Que se passera-t-il en cas de conflit en Ukraine?

En cas de conflit ouvert en Ukraine et d’invasion russe, une riposte occidentale unie aura lieu. Les Etats-Unis sont déjà sur le pied de guerre, mais c’est au niveau du portefeuille que l’Union européenne compte agir. Des sanctions économiques " très lourdes et conséquentes ", selon les Vingt-Sept. Or, si des sanctions ont lieu, la riposte russe ne manquera pas et elle est attendue au niveau des livraisons de gaz alors que l’hiver n’en finit pas.

L’Europe peut faire face à une coupure de gaz… Pour un temps

Cependant, la présidente de la Commission européenne, Ursula von der Leyen, l’a affirmé: l’Union peut faire face à d’éventuelles coupures de gaz russe. Alors que les chefs d’Etat français et allemands discutaient " guerre et paix " avec Poutine, elle a multiplié les contacts pour diversifier les approvisionnements de l’Union en gaz.

Si les accords restent secrets, celui-ci devrait être acheminé des Etats-Unis, mais aussi du Qatar, de l’Egypte, de l’Azerbaïdjan et du Nigeria. Les clients habituels de ces pays seraient d’accord pour passer leur tour en janvier (contre quelle contrepartie?). Et 120 navires transportant 10 milliards de mètres cubes de gaz naturel liquéfié s’acheminent vers l’Europe.
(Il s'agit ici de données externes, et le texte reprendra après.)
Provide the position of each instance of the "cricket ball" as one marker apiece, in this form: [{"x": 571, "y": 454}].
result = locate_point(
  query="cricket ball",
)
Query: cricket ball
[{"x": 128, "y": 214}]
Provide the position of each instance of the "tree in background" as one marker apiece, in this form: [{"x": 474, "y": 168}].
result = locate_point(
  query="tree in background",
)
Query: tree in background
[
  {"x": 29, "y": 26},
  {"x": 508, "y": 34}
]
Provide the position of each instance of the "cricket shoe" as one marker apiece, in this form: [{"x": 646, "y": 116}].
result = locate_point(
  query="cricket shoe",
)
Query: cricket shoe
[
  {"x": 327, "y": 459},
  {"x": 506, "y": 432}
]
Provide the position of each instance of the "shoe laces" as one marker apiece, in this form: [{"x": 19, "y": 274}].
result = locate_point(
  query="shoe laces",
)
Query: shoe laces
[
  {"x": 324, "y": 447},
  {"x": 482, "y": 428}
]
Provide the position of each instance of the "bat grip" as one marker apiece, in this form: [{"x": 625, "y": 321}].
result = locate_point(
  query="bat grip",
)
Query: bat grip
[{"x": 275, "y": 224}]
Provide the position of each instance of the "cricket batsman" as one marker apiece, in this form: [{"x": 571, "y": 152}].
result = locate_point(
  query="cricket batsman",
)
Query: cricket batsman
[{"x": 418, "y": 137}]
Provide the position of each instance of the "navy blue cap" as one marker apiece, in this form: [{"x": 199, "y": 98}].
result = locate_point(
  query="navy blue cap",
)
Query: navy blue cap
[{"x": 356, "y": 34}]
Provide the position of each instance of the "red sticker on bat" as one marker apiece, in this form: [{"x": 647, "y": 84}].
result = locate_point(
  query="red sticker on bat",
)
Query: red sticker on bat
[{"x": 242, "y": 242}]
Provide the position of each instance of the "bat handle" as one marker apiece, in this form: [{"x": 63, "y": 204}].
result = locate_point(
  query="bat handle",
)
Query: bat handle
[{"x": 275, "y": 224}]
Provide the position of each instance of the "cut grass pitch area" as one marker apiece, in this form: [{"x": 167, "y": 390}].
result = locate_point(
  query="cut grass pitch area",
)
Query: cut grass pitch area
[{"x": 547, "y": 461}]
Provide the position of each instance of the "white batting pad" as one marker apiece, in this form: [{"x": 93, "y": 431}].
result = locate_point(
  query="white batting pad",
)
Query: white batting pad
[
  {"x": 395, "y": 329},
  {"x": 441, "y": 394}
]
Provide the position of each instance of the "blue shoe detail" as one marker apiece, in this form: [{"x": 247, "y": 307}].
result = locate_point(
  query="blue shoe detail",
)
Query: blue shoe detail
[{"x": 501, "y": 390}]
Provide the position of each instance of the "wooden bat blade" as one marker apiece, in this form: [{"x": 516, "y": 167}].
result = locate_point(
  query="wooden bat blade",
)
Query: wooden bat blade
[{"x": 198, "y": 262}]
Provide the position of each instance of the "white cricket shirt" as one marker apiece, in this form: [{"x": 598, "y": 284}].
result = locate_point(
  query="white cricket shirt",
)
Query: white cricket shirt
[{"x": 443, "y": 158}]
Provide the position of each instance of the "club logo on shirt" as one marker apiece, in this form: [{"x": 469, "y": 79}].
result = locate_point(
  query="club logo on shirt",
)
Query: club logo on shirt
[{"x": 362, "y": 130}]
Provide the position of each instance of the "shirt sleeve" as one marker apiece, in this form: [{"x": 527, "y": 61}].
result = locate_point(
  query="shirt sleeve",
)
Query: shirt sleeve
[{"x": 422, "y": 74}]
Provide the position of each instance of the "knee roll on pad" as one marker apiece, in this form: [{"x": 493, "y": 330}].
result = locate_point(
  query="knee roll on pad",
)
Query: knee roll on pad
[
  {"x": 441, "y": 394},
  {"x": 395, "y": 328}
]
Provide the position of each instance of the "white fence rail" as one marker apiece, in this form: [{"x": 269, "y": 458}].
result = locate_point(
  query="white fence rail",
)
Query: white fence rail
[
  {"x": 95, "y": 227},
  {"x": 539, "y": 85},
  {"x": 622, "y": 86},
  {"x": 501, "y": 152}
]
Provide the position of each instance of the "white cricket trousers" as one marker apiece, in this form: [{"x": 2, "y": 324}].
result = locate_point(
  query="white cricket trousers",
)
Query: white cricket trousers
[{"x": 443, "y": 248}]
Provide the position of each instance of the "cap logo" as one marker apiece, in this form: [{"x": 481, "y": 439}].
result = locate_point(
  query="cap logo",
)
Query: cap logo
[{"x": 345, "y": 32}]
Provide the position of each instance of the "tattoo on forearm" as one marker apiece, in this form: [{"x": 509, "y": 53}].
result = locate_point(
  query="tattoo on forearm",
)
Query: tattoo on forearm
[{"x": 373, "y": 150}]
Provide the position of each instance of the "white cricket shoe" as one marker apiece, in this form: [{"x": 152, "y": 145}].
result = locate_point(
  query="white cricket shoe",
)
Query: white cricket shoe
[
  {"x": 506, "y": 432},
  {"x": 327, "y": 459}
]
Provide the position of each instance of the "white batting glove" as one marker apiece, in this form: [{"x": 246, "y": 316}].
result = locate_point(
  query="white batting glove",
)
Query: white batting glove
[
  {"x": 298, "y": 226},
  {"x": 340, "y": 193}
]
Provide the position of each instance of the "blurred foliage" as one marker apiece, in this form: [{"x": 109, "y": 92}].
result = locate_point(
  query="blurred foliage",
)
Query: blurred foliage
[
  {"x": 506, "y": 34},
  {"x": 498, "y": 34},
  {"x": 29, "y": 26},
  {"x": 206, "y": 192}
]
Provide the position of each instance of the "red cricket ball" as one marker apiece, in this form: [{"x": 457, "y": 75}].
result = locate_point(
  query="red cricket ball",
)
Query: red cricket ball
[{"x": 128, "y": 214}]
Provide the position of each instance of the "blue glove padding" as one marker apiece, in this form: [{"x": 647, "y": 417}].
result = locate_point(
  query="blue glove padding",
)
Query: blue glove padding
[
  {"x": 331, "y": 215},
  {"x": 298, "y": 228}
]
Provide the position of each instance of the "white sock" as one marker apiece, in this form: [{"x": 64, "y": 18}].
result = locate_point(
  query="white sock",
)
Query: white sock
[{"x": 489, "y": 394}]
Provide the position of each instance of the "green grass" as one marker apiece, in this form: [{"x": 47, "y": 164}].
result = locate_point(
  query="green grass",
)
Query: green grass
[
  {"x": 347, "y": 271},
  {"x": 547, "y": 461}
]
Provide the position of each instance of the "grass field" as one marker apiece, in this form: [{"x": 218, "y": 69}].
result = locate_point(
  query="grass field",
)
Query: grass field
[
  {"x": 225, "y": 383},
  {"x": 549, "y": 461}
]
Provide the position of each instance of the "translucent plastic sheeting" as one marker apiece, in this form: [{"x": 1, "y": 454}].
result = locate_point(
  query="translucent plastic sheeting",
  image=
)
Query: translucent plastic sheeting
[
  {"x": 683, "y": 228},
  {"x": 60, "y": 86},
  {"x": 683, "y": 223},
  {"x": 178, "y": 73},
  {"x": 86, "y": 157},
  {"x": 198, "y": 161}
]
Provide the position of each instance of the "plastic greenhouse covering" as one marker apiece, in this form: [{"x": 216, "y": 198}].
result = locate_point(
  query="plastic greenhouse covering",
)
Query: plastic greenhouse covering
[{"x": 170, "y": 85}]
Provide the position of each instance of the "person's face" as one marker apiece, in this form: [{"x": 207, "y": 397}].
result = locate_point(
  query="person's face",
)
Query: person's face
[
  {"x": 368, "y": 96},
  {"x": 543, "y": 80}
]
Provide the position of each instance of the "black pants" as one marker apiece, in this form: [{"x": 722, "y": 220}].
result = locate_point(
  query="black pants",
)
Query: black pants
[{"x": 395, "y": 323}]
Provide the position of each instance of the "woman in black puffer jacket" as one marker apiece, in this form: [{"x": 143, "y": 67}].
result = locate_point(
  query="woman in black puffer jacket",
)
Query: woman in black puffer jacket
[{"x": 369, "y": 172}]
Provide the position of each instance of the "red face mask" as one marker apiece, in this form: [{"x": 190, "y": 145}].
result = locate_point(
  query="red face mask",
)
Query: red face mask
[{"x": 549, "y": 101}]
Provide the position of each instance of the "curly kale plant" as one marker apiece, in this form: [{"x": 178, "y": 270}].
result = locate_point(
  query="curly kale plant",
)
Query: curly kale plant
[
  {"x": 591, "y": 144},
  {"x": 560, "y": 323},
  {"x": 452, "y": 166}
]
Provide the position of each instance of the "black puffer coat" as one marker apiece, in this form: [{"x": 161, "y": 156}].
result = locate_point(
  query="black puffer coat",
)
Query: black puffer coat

" Entre les stocks dont l’Europe dispose et les achats de gaz naturel liquéfié, on doit pouvoir faire face aux coupures partielles et ponctuelles que décideraient la Russie ", a annoncé von der Leyen. Mais si le conflit devait durer, les choses se compliqueraient à nouveau. Une solution de secours, donc, mais pas durable. Le problème de la dépendance énergétique européenne reste entier.